Mr. Dickson’s use of his spying technology, bought with state funds, suggests he did not follow any rule requiring that the privacy of individuals be respected. It also means every politician, and anyone with a phone number, could be victim of the abuse.

It is not clear who Delta state’s top politicians, Messrs Uduaghan and Okowa directed their surveillance on, but PREMIUM TIMES investigations found that this tool was installed in the governor’s lodge, and not under the control of government security services.

Ethically Wrong

The Nigerian surveillance industry is loosely regulated.
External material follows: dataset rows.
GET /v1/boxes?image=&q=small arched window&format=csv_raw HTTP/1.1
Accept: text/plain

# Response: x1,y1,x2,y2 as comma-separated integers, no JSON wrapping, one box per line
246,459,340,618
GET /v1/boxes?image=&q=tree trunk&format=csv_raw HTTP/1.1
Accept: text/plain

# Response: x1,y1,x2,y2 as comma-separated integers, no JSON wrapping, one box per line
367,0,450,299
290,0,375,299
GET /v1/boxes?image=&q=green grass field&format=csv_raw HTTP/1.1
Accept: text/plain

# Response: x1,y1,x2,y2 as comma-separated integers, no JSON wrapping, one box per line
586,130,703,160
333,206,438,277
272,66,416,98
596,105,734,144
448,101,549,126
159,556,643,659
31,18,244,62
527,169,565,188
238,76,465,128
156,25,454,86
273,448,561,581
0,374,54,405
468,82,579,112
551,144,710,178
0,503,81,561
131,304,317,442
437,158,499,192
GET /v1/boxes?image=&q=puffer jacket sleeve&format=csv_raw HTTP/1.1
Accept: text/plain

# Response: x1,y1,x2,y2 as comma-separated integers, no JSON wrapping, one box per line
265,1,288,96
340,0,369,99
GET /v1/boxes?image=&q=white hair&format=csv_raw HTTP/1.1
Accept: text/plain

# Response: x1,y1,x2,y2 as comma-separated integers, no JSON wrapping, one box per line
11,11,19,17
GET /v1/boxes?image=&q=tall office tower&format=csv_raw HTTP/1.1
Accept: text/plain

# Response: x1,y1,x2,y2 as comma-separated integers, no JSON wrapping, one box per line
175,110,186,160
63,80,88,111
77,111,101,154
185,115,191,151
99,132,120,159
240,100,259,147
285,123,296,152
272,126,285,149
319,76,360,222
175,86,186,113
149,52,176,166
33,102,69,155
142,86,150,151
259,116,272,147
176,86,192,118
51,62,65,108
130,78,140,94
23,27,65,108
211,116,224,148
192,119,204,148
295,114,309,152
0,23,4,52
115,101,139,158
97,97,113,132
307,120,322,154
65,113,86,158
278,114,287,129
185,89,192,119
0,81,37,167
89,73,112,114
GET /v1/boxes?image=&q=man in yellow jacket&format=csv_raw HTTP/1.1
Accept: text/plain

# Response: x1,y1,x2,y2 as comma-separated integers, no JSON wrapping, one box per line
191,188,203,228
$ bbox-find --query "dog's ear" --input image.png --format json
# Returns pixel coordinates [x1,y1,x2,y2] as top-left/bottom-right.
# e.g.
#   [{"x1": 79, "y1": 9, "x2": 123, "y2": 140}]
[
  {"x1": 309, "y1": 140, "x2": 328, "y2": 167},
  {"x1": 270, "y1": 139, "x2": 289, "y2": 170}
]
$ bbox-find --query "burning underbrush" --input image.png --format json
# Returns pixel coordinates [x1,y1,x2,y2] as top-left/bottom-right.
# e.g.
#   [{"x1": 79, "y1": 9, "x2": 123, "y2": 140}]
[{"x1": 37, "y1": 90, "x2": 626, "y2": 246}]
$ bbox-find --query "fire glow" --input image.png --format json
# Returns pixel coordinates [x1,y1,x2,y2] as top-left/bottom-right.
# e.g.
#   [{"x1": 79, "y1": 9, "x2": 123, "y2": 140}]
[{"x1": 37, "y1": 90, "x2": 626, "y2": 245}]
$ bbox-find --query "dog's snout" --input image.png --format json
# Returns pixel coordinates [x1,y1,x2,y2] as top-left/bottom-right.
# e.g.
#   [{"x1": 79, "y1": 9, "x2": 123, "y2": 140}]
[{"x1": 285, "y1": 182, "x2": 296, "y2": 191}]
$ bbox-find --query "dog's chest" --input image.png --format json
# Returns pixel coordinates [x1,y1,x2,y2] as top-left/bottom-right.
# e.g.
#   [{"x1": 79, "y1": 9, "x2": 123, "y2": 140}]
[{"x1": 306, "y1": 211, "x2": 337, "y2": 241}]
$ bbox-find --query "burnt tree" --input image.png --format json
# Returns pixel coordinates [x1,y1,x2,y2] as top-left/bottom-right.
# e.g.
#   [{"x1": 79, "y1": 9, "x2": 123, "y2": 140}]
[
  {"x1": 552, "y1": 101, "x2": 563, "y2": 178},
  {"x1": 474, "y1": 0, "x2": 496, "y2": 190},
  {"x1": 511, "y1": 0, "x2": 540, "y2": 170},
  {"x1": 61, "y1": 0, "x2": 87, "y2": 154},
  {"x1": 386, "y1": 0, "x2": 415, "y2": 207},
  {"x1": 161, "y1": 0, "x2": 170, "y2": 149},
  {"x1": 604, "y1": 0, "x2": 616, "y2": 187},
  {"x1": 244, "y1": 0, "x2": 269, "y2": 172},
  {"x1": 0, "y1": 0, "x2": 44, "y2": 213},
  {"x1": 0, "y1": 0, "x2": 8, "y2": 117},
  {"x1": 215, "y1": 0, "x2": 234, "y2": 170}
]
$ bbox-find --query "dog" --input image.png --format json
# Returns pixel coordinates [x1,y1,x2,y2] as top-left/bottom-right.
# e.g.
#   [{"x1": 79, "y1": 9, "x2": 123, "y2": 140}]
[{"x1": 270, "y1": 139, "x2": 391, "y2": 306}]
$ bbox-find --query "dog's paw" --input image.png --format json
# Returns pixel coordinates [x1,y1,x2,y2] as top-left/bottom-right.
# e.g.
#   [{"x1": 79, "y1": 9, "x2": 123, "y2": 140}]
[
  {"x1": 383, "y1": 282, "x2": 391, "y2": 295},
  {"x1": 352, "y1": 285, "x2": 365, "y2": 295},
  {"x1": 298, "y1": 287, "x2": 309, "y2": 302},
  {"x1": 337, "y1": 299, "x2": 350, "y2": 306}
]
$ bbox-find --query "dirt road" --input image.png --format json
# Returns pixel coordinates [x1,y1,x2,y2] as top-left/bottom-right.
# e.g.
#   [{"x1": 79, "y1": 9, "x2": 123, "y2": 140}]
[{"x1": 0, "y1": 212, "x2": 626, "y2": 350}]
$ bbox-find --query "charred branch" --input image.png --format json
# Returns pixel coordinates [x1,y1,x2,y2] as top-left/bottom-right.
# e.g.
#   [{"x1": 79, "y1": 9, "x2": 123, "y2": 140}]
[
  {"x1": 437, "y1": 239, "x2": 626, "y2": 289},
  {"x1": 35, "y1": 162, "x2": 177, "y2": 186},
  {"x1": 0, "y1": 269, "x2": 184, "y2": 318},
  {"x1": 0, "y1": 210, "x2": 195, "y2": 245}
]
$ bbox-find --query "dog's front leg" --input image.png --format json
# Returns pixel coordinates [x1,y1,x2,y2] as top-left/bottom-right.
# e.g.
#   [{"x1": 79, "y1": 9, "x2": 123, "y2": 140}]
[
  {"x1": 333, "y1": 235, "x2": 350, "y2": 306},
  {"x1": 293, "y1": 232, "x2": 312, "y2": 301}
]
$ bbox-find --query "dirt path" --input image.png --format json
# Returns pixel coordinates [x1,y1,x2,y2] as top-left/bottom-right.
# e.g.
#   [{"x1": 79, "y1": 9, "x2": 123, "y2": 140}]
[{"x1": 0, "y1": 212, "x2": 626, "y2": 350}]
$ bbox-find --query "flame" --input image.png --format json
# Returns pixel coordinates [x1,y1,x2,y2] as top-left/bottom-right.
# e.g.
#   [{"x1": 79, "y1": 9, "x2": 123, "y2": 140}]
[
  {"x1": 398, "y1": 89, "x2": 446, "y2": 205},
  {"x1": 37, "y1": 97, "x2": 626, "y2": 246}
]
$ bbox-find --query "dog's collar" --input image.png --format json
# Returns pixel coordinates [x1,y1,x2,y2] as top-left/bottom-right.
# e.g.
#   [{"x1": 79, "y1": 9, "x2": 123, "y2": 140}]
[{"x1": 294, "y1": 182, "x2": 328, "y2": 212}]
Participation is controlled by weak laws.

While the United Nations’ resolution on digital privacy recommends that any instance of interference be subject to a careful and critical assessment of its necessity, legitimacy and proportionality, none of these frameworks exist in Nigeria.

The Nigerian cybercrime law which can be extended to restrain these politicians prescribes a prison term of not more than two years, or a fine of N5 million or both for convicts, making it possible for anyone with financial and political muscle to acquire and use it in any dimension of interest.

The Muhammadu Buhari-led administration does not appear to be concerned about regulating Nigeria’s digital surveillance and interception market.

In an interview with PREMIUM TIMES, Femi Adesina, one of the president’s spokesperson, admitted that discussions around the topic “has not come up at that level”.

Gbenga Sesan, executive director of Paradigm Initiative Nigeria, said the first step would be to subject all acquisition, deployment and reviews to judicial oversight through mandatory court warrants.

“Nigeria does need a defined framework for any surveillance activity to ensure that abuse doesn’t continue as this case — and others like the Hacking Team engagement — have shown,” Mr. Sesan said.

Mr. Sesan is currently promoting a Digital Rights and Freedom Bill in the National Assembly. The bill, which makes provisions for the control and regulation of surveillance and lawful interception, has passed first reading in the House of Representatives.